08/08/25
Gilded Balloon Patterhoose (Big Yin), Edinburgh
“I went to primary school with Baylie Carson’s stepmum.”
I know, it sounds like a Fringe show title, but it’s not. It’s just a fact. Summer 1982, North Wales: while the rest of our class dealt with the big move to high school, Kerry faced a more exciting change, emigrating all the way to Australia. And now, more than forty years later, I’ve climbed the stairs to the third floor of Edinburgh’s Patterhoose to see her stepdaughter perform. It’s a tenuous connection, but feels oddly significant. It’s lovely to see our peers succeed, and somehow even more lovely when it’s their children doing well.
And Carson is doing really well, recently appearing in West End productions of SIX (Anne Boleyn) and Mean Girls (Janis). They’re in the ascendant.
But tonight they’re here, part of a sequin-clad ensemble bringing the little attic room to life with this sparkling production of Midnight at the Palace.
The musical is based on a true story. It’s the late 1960s and San Francisco’s counterculture is booming. Radical Hibiscus (Andrew Horton) and disco-diva Sylvester (Gregory Haney) lead a ragtag group of hippies, freaks and drag-queens, known as The Cockettes, whose performances at the North Beach’s Palace Theater are legendary. As the group becomes successful, however, tensions begin to rise, especially when they get the chance to appear in New York. While the others are drawn by the allure of Broadway, Hibiscus believes that ambition corrupts. He wants to stay in California, true to his ideals, performing for free, refusing to be co-opted by ‘The Man.’

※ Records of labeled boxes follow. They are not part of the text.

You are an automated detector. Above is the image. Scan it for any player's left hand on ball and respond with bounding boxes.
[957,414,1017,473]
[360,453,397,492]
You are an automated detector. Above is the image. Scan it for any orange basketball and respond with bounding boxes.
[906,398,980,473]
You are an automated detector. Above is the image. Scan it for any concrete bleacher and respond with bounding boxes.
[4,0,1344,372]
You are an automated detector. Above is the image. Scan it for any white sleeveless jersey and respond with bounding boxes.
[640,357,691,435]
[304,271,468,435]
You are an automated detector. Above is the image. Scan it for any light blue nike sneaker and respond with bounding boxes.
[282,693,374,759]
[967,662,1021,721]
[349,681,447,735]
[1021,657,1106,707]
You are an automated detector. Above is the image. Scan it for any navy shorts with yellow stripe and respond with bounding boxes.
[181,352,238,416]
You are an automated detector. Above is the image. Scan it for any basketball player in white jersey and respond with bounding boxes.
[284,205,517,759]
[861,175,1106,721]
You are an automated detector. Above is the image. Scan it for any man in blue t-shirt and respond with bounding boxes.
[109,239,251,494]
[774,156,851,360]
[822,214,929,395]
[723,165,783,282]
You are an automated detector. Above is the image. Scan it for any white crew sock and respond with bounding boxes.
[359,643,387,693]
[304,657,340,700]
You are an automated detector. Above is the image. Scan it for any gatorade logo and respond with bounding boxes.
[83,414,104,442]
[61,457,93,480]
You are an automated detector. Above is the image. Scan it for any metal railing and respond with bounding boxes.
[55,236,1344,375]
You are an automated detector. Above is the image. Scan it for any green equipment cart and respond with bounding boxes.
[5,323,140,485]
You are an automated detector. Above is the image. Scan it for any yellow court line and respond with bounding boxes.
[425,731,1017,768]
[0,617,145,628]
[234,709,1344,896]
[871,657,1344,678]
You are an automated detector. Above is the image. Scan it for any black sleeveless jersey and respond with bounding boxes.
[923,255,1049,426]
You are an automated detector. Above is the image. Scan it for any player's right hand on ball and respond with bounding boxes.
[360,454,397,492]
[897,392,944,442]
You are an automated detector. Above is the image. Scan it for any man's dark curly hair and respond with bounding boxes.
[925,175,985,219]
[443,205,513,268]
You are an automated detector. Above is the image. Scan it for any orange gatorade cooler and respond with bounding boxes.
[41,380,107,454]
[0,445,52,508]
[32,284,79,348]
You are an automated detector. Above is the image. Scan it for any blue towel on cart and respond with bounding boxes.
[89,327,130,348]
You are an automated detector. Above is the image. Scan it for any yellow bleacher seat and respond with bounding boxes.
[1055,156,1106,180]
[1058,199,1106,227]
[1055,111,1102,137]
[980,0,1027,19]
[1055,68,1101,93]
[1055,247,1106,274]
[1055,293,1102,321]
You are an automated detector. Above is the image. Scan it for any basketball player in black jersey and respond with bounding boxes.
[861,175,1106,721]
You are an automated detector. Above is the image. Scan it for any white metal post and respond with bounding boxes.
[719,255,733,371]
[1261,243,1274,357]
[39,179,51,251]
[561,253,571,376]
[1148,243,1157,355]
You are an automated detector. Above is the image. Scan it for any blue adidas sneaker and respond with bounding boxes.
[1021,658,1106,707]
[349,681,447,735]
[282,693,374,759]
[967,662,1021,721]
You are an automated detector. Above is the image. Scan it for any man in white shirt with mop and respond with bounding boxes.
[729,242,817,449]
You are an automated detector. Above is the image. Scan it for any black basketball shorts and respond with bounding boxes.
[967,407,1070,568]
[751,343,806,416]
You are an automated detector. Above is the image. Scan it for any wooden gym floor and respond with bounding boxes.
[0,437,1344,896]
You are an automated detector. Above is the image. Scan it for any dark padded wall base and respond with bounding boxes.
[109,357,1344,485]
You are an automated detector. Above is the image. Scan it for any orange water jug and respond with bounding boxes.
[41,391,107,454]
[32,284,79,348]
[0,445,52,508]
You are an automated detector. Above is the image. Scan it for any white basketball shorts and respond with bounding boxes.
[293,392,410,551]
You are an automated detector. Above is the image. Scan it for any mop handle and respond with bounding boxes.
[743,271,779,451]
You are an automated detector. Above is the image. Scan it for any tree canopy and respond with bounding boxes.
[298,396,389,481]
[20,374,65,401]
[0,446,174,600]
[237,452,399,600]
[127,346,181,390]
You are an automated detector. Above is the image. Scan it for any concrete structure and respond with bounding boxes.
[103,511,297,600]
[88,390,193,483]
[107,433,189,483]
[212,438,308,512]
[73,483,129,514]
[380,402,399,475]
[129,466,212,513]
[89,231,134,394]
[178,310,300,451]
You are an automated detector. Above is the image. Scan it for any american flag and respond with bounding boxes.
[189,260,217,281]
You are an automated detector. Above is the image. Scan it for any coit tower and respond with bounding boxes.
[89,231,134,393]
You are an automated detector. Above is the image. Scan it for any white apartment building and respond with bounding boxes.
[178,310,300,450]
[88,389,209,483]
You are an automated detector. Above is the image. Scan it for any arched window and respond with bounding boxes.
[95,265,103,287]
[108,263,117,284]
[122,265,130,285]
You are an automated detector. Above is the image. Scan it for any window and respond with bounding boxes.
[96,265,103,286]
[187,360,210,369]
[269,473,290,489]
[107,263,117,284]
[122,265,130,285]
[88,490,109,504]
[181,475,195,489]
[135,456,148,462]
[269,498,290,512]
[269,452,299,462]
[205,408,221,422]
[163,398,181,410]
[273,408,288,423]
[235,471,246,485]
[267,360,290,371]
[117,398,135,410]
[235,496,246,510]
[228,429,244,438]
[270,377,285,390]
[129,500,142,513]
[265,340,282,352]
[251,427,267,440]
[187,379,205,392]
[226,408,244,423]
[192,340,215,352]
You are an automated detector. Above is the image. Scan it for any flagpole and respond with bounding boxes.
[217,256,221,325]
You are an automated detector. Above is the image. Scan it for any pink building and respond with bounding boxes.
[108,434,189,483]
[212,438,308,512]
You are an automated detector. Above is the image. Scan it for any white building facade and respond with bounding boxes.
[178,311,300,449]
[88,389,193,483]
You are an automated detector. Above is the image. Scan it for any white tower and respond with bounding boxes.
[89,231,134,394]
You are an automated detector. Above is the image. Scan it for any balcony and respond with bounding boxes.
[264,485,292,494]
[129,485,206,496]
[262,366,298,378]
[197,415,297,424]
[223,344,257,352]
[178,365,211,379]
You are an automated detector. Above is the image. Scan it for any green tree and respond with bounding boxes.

Perhaps to its detriment, Rae Binstock’s book doesn’t really focus on the conflict, but Brandon James Gwinn’s music is great, with some really catchy, memorable songs. The piece works best as a celebration of queer culture: the gaudy costumes and home-made props a riot of colour and joy; the vivacious performers full of sass and vim, gleefully waving two fingers at the normies, swallowing acid and quaaludes; singing, dancing, shagging around. However, there’s not much of a storyline, and it’s a shame that the fascinating political undercurrents are only referenced rather than explored.
Carson is a standout as Pam, the sweet country girl with a yearning for excitement, who hitches her way to The Golden City to find a family of friends. Their song Take Me Home is a highlight of the play. Haney is also fabulous as Sylvester, dominating the stage, while Horton’s A Crab on Uranus is a visual delight. I also really like the puppetry (John Waters and Divine are particularly amusing), and am mightily impressed by the dynamic dance routines Paul McGill manages to choreograph on such a small stage.
Midnight at the Palace is a blast: a spectacular, gender-bending kaleidoscope of fun.